Designing a Hadoop MapReduce Performance Model using Micro Benchmarking Approach

Proceedings of The 2nd International Conference on Innovation in Computer Science and Artificial Intelligence

Year: 2019

DOI:

[Fulltext PDF]

Designing a Hadoop MapReduce Performance Model using Micro Benchmarking Approach

Manal Alalawi and Herbert Daly

 

ABSTRACT: 

Hadoop MapReduce platforms are currently used at an extensive rate to deal with complex data analysis of large size data sets. In MapReduce environments, parallel and distributed processing of big data is done with high energy requirements. Many of the contemporary organisations are looking to reduce the energy requirements of Hadoop MapReduce by maintaining the same performance levels. In this paper a platform performance model is proposed specifically for Hadoop MapReduce environments in order to improve the energy efficiency of these applications in automatic manner.
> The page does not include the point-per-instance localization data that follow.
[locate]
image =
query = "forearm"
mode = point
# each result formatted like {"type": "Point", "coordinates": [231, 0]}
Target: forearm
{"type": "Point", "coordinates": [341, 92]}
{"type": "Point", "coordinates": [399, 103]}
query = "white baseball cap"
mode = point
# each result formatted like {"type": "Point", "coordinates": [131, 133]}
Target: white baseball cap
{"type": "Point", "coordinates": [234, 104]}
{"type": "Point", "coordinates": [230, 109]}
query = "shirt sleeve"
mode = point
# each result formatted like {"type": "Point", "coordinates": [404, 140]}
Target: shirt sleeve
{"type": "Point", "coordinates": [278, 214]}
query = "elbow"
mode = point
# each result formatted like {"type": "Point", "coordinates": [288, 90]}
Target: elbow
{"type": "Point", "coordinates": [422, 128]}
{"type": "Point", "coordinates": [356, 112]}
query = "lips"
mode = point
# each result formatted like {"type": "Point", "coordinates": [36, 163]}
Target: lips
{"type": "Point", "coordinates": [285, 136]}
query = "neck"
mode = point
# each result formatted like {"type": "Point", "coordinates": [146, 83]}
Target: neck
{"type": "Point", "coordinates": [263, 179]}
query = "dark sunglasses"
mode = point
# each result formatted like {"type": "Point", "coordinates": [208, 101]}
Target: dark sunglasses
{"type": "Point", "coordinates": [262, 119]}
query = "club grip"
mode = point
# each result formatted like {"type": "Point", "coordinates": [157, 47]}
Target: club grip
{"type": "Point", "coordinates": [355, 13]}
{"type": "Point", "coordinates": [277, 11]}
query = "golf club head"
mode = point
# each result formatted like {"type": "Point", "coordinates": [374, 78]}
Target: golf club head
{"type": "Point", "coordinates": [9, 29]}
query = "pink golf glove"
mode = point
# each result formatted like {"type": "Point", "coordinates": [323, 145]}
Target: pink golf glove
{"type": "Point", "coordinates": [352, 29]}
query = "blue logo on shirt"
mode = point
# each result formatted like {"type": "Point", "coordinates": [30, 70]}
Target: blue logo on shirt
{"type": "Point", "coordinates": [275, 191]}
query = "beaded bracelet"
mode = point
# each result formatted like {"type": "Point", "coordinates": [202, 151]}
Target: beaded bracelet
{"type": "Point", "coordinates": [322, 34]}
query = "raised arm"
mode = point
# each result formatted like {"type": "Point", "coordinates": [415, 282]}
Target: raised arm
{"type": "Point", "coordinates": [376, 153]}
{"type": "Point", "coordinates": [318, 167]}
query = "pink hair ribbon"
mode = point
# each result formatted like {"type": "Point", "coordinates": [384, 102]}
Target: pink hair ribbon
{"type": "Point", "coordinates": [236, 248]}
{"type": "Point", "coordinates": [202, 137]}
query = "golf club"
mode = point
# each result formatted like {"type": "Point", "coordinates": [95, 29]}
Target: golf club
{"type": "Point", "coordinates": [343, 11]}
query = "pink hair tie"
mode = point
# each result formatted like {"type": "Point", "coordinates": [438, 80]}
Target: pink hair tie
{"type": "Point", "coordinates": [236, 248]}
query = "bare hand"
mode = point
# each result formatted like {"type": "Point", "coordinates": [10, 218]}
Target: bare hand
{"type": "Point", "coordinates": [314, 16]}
Unlike the existing performance models, the proposed performance model related the different number of processed data and durations of executed phases that are accomplished through collected measurements from executed sets of micro benchmarking. The resource distribution strategy of this performance model helps to estimate the job completion time on the basis of resource distribution. Mathematical modelling and experiments showed the accuracy of this performance model is improving the energy efficiency of Hadoop MapReduce environments.

Keywords: Hadoop, MapReduce, energy efficiency, performance model, MapReduce phases.